With that in mind, owners started swapping Gixxer suspension over to their Bandits. Wheels, brakes and other parts from other Suzooks easily bolted onto the big Bandit (although the later Bandit cartridge forks were decent as-is, depending whose opinion you listen to). If you wanted more horsepower, there were big bore kits, since hot-rodding four-cylinder Suzukis is a time-honoured tradition that goes back to the ’70s. You could even swap in a GSX-R1100 motor, or at least GSX-R1100 internals.
With all that in mind, the Bandit 1200 is still a decent machine, if you’re a gearhead who likes tinkering. The old Suzukis are heavy by today’s standards, but they’ve still got lots of torque, and are easy to work on. And, because they’re getting up in age, the prices have started to hit the basement. If you’re looking for a budget-friendly tourer, backroad burner, or even an occasional track day toy or basis for a custom, the Bandit 1200 can do it all.
This one is for sale at an Indian dealer in Daytona Beach for $2,999, and it looks like they just want it gone.

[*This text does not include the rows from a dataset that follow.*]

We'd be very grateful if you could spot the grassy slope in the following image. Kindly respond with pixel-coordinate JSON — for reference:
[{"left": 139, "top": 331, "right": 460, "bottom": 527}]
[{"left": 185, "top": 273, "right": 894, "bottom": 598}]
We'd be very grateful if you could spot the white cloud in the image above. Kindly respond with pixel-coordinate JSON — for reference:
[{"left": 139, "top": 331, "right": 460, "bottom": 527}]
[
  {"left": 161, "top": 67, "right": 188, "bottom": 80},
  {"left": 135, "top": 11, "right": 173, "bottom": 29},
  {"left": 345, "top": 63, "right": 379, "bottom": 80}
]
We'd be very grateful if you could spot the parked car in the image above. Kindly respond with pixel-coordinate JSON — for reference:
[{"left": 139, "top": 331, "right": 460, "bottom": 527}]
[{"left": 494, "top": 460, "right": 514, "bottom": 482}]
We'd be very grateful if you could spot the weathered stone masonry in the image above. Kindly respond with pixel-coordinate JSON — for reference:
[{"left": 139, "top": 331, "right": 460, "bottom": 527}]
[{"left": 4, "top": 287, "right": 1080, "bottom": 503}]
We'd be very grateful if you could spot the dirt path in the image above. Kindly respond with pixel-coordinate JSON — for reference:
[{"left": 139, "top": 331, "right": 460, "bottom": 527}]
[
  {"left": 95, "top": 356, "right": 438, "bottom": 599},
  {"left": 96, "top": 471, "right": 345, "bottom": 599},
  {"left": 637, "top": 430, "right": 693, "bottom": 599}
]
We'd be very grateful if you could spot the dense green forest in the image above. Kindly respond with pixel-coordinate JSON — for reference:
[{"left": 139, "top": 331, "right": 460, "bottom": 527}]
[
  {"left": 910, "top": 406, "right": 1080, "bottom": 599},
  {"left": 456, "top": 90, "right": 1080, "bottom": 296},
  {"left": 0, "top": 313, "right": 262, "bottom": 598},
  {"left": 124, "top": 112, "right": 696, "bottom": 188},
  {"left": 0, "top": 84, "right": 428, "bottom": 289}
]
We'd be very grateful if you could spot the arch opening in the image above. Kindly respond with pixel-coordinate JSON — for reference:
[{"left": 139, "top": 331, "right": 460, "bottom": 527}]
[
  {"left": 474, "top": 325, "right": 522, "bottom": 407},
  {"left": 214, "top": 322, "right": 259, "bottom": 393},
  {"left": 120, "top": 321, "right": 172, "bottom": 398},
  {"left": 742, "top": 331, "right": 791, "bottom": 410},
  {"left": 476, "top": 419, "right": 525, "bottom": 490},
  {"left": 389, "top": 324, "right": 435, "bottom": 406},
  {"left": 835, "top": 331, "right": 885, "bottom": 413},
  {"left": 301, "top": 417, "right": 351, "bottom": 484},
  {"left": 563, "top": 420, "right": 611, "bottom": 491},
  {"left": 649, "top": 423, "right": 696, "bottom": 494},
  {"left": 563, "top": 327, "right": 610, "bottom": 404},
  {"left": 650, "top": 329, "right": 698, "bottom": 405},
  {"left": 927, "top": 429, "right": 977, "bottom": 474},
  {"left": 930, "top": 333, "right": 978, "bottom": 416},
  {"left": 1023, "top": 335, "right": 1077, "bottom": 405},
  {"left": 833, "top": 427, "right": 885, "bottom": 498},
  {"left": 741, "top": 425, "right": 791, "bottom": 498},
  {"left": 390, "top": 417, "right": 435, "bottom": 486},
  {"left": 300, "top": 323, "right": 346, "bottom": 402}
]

They’ve already dropped the price a grand, and the Cycle Trader ad says to make an offer. Music to our ears! It’s an ’03, so it has the better, later-generation suspension, and the finish should still be in good shape (it’s hard to imagine the dealer taking it in in the first place, if it wasn’t). This could be an excellent fly-and-ride proposition, if you’re brave enough to sit through a potentially COVID-infested airplane flight!